The Indian and Malaysian deals would also take Aramco closer to its target to raise its global refining capacity to between 8 million b/d and 10 million b/d, from the current 5.4 million b/d.

Serena Huang, senior analyst at Wood Mackenzie said that the Indian deal would not only provide a shot in the arm for Indian Prime Minister Narendra Modi ahead of the 2019 federal elections, but also for Saudi Aramco ahead of its initial public offering.

"Overall, this joint refinery-petrochemical complex investment is a win for both India and Saudi Aramco," Huang said.

Platts Analytics expects India's oil demand to grow by 300,000 b/d in 2018, compared with only 120,000 b/d in 2017.

Wood Mackenzie said that India's oil demand would rise by an average 120,000 b/d annually over the next five years, fast outpacing the average 45,000 b/d per annum capacity expansion by state refiners over the same period.

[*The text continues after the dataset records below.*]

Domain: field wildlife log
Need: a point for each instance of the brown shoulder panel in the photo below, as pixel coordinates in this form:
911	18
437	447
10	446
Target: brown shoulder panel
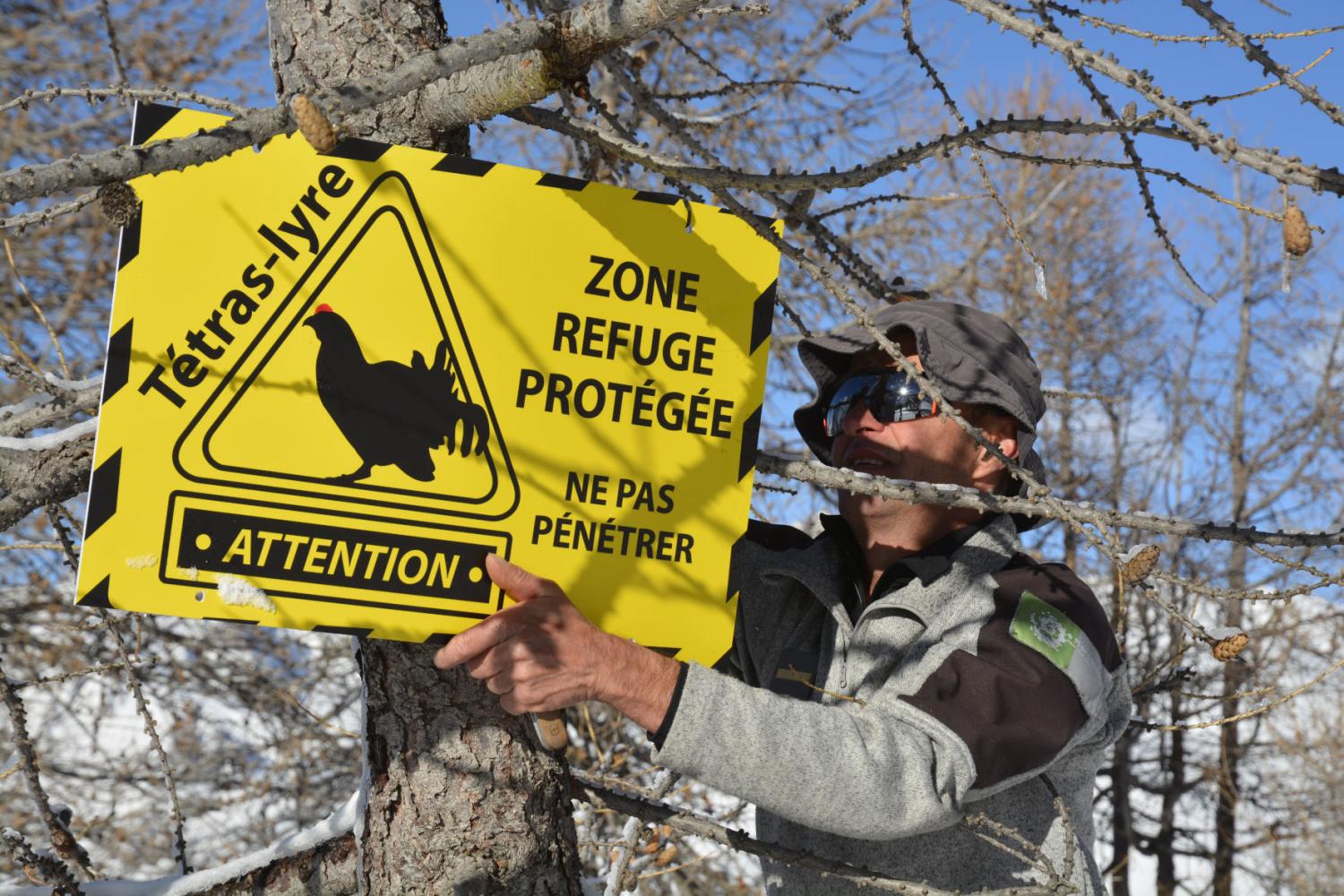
1013	710
1061	587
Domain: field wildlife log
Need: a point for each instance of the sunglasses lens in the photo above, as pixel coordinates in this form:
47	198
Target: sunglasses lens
890	395
849	392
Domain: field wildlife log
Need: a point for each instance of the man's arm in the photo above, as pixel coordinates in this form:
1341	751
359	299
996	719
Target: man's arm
543	653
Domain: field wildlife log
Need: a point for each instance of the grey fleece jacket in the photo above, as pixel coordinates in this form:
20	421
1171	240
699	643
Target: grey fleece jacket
980	686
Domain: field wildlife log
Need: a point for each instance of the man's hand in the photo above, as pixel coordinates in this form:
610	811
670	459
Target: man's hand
545	654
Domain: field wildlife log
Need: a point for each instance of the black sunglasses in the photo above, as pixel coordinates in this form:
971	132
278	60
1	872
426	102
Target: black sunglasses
892	398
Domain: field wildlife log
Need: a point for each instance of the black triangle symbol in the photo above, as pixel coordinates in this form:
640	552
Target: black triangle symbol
336	398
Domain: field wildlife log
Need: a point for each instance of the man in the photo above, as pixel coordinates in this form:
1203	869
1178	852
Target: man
903	670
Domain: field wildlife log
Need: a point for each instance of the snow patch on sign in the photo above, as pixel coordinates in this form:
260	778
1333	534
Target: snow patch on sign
241	592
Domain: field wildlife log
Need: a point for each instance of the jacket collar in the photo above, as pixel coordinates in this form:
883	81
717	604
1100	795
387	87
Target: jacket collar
823	570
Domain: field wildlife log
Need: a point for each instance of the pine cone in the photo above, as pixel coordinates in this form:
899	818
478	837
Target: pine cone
314	126
1297	236
118	203
1230	646
1139	562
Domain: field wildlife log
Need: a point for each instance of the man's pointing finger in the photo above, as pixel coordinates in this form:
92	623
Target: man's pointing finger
472	642
513	579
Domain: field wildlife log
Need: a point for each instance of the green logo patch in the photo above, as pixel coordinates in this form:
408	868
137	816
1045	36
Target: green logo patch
1045	630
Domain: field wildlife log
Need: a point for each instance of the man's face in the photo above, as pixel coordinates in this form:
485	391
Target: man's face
930	449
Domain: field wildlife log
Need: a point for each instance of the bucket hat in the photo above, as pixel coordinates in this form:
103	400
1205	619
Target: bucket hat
972	357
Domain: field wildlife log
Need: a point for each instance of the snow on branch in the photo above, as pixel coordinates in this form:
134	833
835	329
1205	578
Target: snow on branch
1191	128
231	876
567	45
1257	54
957	495
599	793
64	841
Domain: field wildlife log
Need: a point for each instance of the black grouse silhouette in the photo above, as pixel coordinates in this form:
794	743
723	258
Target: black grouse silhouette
387	411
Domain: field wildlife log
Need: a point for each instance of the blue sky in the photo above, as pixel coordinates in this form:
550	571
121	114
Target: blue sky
972	53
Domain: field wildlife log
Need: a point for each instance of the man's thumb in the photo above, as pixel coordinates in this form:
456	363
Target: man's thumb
513	579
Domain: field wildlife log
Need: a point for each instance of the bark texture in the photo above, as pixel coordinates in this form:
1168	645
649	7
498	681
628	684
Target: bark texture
462	799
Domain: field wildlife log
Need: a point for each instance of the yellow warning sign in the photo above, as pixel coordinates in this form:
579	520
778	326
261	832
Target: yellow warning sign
338	382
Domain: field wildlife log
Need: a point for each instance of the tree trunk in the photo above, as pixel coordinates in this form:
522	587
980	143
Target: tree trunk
461	797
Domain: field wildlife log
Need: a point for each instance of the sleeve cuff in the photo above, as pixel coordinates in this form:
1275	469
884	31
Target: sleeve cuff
660	735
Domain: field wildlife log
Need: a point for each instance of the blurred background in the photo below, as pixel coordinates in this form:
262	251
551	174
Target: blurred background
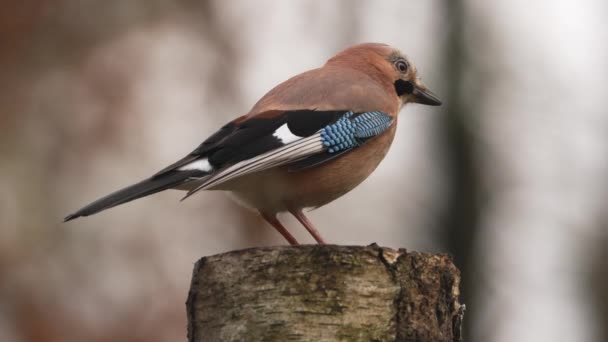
508	176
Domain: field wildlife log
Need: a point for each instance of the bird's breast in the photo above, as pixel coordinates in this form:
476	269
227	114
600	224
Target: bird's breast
277	189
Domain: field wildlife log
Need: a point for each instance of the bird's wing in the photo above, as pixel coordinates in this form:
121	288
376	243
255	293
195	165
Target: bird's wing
299	138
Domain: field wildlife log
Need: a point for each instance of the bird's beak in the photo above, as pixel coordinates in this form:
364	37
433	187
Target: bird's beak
424	96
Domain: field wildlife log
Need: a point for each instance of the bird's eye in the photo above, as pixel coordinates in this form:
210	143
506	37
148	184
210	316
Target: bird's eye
401	66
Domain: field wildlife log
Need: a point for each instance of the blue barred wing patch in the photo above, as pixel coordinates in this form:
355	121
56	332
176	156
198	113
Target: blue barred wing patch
352	130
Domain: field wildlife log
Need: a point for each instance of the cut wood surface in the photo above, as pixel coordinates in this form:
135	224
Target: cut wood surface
324	293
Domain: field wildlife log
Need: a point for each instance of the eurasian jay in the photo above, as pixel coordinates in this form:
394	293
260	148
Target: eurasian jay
308	141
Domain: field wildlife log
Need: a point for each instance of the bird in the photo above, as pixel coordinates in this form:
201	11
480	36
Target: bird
305	143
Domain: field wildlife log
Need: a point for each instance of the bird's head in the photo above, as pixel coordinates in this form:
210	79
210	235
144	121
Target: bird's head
389	66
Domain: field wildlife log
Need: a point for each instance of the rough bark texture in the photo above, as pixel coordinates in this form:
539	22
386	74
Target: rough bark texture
324	293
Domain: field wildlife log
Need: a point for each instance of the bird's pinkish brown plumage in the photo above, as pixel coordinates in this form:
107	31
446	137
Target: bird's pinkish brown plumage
367	78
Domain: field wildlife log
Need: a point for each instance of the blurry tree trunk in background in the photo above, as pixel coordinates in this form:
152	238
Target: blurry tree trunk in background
598	281
460	219
329	293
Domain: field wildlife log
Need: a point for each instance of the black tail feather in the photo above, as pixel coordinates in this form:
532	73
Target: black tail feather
135	191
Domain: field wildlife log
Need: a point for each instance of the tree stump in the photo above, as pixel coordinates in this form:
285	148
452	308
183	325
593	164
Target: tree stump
324	293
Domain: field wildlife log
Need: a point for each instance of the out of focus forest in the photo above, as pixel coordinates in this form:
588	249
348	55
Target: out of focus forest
509	175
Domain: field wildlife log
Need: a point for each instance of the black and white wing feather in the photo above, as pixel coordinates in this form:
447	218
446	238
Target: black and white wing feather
298	138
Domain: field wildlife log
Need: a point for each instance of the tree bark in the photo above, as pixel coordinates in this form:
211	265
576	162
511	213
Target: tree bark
324	293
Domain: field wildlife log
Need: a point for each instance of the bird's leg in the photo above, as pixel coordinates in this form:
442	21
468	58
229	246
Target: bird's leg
306	223
272	219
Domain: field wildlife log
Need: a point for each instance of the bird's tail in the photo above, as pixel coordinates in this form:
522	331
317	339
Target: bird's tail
144	188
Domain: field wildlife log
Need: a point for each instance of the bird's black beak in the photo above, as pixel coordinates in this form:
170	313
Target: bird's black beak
425	96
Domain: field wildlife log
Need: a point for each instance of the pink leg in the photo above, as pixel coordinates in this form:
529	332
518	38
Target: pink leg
306	223
272	219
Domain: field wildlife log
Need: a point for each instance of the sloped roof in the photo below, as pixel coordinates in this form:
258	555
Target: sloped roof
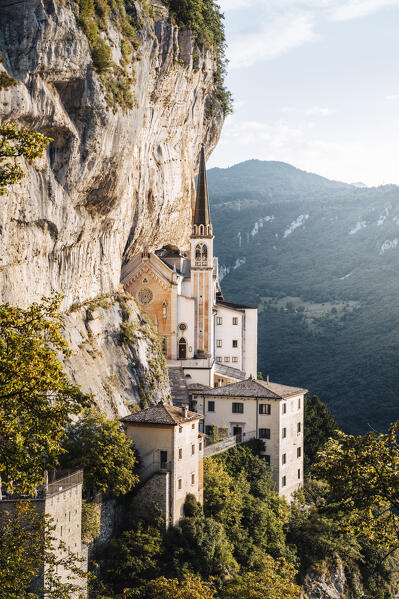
161	414
254	388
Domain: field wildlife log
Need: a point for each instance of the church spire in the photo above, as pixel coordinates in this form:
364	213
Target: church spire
201	213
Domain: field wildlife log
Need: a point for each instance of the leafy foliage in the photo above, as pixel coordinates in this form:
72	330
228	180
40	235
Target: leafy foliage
27	543
18	142
276	581
37	398
319	427
205	19
190	587
328	299
6	81
100	447
363	474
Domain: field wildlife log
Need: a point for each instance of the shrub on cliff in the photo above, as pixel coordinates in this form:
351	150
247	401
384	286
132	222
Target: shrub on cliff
37	398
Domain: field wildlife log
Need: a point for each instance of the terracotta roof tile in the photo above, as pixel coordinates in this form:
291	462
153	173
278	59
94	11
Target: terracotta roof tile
254	388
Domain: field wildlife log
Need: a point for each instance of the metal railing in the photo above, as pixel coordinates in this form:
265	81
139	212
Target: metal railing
212	448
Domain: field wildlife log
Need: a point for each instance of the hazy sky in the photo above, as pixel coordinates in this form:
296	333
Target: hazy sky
315	84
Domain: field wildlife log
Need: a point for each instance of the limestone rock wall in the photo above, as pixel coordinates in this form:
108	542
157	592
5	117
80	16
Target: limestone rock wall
111	182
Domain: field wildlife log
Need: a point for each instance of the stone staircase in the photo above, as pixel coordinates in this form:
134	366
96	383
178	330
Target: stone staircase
178	386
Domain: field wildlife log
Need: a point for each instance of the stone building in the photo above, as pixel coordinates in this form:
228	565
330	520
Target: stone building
171	451
262	410
214	341
60	499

And because of the under-investment, state-run firms would see their combined gasoline and middle distillate deficit rising to 630,000 b/d by 2023. "If India is to be self-sufficient, the need for new capacity to meet the growing demand in the longer term is clear," Huang said.


The RAPID refinery is on track to start operations in the first quarter of 2019 and is currently 87% complete.

The $16-billion project includes a 300,000 b/d refinery and a petrochemical complex, and will also have an LNG regasification terminal, water supply facilities and a co-generation power plant.

"We continue to believe that Petronas will likely receive favorable feedstock pricing given Saudi Aramco is involved in both upstream and downstream RAPID projects," Nomura said in a research note.

Additionally, the RAPID refinery will add to the concentration of refining capacity in the vicinity of Singapore's refining hub, which already has 1.3 million b/d of CDU capacity and an additional 167,000 b/d of condensate splitter capacity, Platts Analytics showed.

"The India and Malaysia investments will allow the company to secure export outlets for its crude oil, and at the same time enhance its presence in the refined product markets of a growing region," said Lim Jit Yang, director of oil market analysis for Asia Pacific at S&P Global Platts Analytics.

Other than the Indian and Malaysian joint ventures, Saudi Aramco had tied up with Indonesia's state-run Pertamina to conduct a $4-$5 billion upgrade of the 348,000 b/d Cilacap refinery that was expected to be ready by 2023.

"As peak-demand angst in the west accelerates the eastward migration of refining capacity, and as the oil trade moves further downstream from crude to products, Asia's importance as a global refiner and petrochemical hub seems poised to increase," Halff said.

"Taking equity in Asian refineries is thus about more than locking in Asian domestic market share, it is also about reclaiming some of the oil rent captured by those Asian export-oriented refiners with a global reach," he added.